Human geplant und organisiert, aber in der Praxis brutal und die Krankheit verschlimmernd, jedenfalls eine eigene Welt, in der die Patienten und Patientinnen unter sich waren und am Leben der Gesellschaft nicht teilnehmen konnten, das war auch das Ospedale psichiatrico San Giovanni, eine Gebäudegruppe mit Grünflächen an einem Berg über der italienischen Hafenstadt Triest. Ungefähr 1200 Kranke waren dort in den 1970er-Jahren hinter Mauern und Gittern untergebracht, als derartige Einrichtungen vielerorts immer mehr in die Kritik gerieten. Es wurde bewusst, dass sie die Menschenwürde verletzten. Der Psychiater Franco Basaglia, der diese Erkenntnis aus seinen Erfahrungen vertrat, wurde damals der Leiter der Anstalt.
Zunächst öffnete er die Abteilungen. Insassen und Personal kamen gemeinschaftlich ins Gespräch, psychiatrisch und pflegerisch Tätige bekannten sich zu dem, was sie mit den klinisch Leidenden verbindet, miteinander veranstalteten sie Kulturereignisse. Um zusammen neue Perspektiven zu gestalten, wurden der Schriftsteller und Regisseur Giuliano Scabia und der Bildkünstler Vittorio Basaglia, ein Vetter des Psychiaters, in das Ospedale eingeladen.
Mitbewohner der Anstalt war ein alt gewordenes Pferd, das auf einem Karren die Wäsche über das Gelände transportierte. Für viele war es ein Freund. Die zuständige Behörde kündigte an, es werde durch ein Motorfahrzeug ersetzt und in den Schlachthof gebracht. Die betroffenen Menschen zeigten daraufhin auch ausserhalb der Anstaltsgrenzen, was sie wollten: In einem Schreiben an das Amt forderten sie, das Pferd leben zu lassen. Sie hatten Erfolg, ihm wurde zur Rente ein städtischer Stallplatz gewährt.
Dies war der Anlass dafür, dass die Künstler mit den Patientinnen und Patienten von San Giovanni ein überlebensgrosses Pferd aus Holzkisten und Pappmaché schufen, es blau bemalten und Marco Cavallo nannten, das Pferd Marco. Es wurde ein Symbol, für die Kräfte der Schwachen, die Eigenart, die Gemeinsamkeit, die Sehnsucht, das Leben.

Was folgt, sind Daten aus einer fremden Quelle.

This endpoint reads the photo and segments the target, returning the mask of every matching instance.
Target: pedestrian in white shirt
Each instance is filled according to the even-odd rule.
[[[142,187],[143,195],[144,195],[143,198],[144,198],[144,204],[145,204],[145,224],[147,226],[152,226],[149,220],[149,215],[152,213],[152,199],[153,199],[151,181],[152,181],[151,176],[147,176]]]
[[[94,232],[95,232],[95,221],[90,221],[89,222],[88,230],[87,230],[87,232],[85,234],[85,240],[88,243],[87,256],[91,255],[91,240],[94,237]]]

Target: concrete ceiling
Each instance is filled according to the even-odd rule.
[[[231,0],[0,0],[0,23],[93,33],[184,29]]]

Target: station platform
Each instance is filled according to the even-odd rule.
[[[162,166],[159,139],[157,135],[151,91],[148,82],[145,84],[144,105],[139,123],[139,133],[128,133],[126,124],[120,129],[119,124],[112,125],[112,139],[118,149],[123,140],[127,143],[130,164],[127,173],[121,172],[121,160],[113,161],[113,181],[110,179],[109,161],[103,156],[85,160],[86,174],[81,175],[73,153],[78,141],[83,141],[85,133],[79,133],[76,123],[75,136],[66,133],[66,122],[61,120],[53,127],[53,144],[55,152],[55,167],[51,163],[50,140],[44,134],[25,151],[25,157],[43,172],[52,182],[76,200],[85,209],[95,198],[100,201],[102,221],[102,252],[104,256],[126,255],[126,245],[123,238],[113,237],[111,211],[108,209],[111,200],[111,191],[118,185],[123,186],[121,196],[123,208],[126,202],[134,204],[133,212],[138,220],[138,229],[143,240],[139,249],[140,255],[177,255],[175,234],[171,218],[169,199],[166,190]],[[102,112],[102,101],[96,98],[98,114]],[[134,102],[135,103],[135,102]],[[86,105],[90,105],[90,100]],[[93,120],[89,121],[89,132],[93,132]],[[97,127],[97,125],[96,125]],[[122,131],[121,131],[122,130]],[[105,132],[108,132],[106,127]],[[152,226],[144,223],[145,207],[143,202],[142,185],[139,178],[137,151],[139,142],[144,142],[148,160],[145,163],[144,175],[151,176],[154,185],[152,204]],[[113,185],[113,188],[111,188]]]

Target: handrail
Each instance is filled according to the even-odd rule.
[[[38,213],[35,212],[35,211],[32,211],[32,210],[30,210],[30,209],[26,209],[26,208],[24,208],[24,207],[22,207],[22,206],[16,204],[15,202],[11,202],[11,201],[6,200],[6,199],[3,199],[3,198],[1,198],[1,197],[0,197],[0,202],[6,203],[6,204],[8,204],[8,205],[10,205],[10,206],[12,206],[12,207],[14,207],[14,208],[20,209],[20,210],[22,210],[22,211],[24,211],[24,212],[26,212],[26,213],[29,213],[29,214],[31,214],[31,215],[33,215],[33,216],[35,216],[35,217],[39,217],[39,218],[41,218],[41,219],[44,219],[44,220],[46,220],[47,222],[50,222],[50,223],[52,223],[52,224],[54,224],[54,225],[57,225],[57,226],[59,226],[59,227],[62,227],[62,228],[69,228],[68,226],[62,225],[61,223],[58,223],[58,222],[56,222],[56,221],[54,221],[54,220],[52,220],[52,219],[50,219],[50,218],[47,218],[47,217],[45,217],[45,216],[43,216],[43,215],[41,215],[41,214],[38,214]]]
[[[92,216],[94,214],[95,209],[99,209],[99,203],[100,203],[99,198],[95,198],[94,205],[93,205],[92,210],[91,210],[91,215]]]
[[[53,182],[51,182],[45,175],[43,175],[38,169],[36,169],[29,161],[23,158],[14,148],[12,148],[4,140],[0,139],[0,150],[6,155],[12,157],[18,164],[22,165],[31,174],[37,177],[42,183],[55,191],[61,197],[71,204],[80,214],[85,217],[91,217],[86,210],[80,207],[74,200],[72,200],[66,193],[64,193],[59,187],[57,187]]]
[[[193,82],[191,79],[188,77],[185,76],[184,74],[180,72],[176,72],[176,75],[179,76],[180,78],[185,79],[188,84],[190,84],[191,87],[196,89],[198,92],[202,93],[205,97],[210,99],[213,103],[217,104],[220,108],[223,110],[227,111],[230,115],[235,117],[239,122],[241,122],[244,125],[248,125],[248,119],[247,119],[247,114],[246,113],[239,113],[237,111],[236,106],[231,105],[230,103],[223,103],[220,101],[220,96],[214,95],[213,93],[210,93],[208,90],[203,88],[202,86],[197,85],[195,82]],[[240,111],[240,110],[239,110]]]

Und schliesslich für das Freisein. Dies entwickelte sich in Meditationen, Gedichten, Geschichten, Liedern, Bildern, Inszenierungen rund um das blaue Pferd. An einem Frühlingstag 1973 zogen die Menschen mit Marco Cavallo aus der Anstalt hinaus in die Stadt. Sie brachen die obere Begrenzung eines Zauntores ab, damit sie hindurchkamen. Mit vielen Menschen von draussen ging der Zug durch die Strassen von Triest zu einem Platz, auf dem sie miteinander feierten, bei Musik und Tanz.
Das italienische Parlament beschloss fünf Jahre später ein Gesetz, das die psychiatrischen Kliniken auflöste. Menschen mit psychischen Leiden sollen seither als anerkannte Mitglieder der Gesellschaft leben können, in ihren Familien oder eigenständig, und dabei von Fachkräften unterstützt werden, die ihnen Rat, Therapie und den jederzeitigen Zugang zu ambulanten Diensten oder Treffen bieten: offene Türen, Inklusion und Empathie. In der Realität bestehen da weiter Defizite. Aber diese Psychiatrie erscheint in Italien als grundsätzlich richtig.
Mit seiner Botschaft ist Marco Cavallo über das Land hinaus in Europa unterwegs gewesen. In Deutschland hat er das Märchen von den Bremer Stadtmusikanten aufgegriffen, Esel, Hund, Katze und Hahn, deren Existenz in fortgeschrittenem Alter bedroht ist, worauf sie optimistisch aufbrechen, um gemeinsam eine gute Zeit zu erleben. Eine Initiative am anderen Ende des Kontinents, in der Hafenstadt Bremen, hat dann ein schwimmendes blaues Kamel entstehen lassen, auch dieses eine zeichenhafte Figur für das Überschreiten von Grenzen und Ausgrenzungen, für Vielfalt und für die Möglichkeiten des Zusammenlebens.
In Triest ist die frühere Anstalt San Giovanni heute ein offenes Gelände, in den Gebäuden forscht und lehrt die Universität, arbeitet das Stadttheater, sind auch Räumlichkeiten des Dienstes für geistige Gesundheit. Es ist beschlossen worden, dass das blaue Pferd Marco als Denkmal einen Platz in der Stadt bekommt.